On Saturday, instead of hiking, we swam from our boat dock to the swimming cove, about 15 minutes each way. Since this was a lighter workout, we supplemented it with a Peloton core workout routine I had downloaded to my phone. My dad went along for all of it, keeping up with me on both the swim and the floor exercises. For a guy pushing 70, it was remarkable. I hope I can do the same when I’m his age.

I was okay with the truncated morning routine, though. I had writing to do, and I wanted to break 20,000 words on the trip. As it turned out, I got up to 28,000 words before I drove back home. In the weeks since I’ve had to focus my writing in other areas, but I’m now over 32,000 words and figure I’m a bit less than halfway through the novel. It’s a labor, but calling it a labor of love would be an understatement. I think about it all the time and can’t wait to dive back in.

Is there anything better than writing a novel lakeside at sunset?

Our evening grilling was on point. I don’t have a picture of every meal, but I did snap a pic of the wood fire BBQ’d salmon since it was perfect. I got the coals just right and this filet flipped over without sticking anywhere.

A perfectly grilled Atlantic salmon

This particular dinner was symbolic because it meant my radioactive iodine treatment was over. I could go back to seafood and dairy, which meant I could eat salmon, cheese, and chocolate, the three foods I missed most in the preceding two-and-a-half weeks. I did not have to skimp on alcohol, at least, and got to enjoy this bottle of whiskey that one of my doctor neighbors generously gave me before I left.

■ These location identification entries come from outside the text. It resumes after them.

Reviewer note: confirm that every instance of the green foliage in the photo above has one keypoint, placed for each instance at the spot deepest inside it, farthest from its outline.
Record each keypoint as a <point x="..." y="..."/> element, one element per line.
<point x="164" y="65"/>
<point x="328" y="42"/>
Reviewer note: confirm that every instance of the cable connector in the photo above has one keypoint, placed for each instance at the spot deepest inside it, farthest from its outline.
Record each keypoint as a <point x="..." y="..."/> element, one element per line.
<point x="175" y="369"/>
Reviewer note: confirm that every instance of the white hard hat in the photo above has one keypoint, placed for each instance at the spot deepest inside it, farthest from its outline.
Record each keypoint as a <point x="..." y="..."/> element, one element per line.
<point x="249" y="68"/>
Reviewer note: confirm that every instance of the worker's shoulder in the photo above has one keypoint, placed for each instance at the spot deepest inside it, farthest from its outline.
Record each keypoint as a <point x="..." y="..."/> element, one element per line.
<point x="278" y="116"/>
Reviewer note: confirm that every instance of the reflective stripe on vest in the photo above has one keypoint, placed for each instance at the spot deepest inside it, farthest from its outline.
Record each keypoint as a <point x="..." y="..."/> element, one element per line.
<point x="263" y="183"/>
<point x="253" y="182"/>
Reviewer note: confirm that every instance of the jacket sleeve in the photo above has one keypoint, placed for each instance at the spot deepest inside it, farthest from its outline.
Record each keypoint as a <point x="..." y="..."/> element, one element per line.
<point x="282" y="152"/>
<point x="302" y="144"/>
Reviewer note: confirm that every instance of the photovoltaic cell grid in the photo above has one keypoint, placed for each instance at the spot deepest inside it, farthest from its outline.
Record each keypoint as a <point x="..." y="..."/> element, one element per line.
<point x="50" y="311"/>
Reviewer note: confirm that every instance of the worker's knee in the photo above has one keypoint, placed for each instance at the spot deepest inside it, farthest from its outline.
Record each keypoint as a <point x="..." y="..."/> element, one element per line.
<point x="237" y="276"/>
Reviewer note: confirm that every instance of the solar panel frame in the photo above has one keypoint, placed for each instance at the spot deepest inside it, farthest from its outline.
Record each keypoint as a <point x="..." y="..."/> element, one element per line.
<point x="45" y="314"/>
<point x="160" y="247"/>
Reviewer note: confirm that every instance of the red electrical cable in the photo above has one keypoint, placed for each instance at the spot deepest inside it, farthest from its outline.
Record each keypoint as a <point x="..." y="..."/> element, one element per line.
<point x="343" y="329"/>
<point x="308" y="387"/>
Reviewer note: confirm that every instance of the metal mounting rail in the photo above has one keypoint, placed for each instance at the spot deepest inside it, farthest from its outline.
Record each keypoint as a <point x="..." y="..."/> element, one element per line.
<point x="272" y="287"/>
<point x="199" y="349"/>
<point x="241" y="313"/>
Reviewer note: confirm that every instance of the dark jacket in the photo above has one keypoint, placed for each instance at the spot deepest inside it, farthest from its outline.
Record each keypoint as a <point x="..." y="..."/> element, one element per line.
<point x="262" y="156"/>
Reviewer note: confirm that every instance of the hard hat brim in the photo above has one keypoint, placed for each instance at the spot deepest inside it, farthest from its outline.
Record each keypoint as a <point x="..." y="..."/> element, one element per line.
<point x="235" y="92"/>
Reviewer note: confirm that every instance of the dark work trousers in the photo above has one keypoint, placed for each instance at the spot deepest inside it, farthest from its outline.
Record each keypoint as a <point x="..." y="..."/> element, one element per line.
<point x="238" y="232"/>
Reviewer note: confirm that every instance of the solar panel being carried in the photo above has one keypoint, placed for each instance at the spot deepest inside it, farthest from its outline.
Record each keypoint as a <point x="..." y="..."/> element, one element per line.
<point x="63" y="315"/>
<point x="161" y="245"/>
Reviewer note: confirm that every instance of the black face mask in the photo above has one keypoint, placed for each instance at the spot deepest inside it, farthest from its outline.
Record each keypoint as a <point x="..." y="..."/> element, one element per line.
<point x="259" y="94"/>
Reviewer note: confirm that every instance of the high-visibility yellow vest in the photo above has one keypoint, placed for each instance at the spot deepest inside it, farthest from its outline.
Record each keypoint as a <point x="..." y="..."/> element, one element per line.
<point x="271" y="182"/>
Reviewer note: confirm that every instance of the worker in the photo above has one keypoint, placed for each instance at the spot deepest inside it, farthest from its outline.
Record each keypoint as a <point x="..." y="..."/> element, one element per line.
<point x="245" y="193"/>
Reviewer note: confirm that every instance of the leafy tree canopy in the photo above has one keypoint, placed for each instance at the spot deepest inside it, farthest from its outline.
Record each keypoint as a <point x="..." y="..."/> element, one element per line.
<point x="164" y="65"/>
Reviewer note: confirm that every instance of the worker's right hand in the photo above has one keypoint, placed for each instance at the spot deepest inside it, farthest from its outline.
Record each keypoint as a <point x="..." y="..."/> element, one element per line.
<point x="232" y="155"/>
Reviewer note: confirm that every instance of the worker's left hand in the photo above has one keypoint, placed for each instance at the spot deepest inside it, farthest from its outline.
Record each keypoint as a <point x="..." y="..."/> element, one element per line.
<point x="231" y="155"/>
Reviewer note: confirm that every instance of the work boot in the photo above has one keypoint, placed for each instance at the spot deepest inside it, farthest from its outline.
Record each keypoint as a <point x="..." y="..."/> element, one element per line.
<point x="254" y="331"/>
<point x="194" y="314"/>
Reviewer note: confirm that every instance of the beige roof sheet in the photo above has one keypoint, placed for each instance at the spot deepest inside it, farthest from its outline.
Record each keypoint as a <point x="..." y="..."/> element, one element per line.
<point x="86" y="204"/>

A perfect place to sip Basil Hayden’s

The long weekend at Pinecrest was as uneventful as it was eventful. Although I was radioactive, I had no symptoms, and the treatment and scans had no complications. This was the best that I could have hoped for. On the other hand, the five days I spent with my dad were some of the most memorable we’ve had together. It had been at least twenty years since I spent time like this alone with my dad and I’m very grateful that we had this opportunity and took it. I’m glad my wife encouraged me to do it and that my dad was willing to disrupt his routine for a few days, risk some exposure to his radioactive son, and take advantage of this special time together.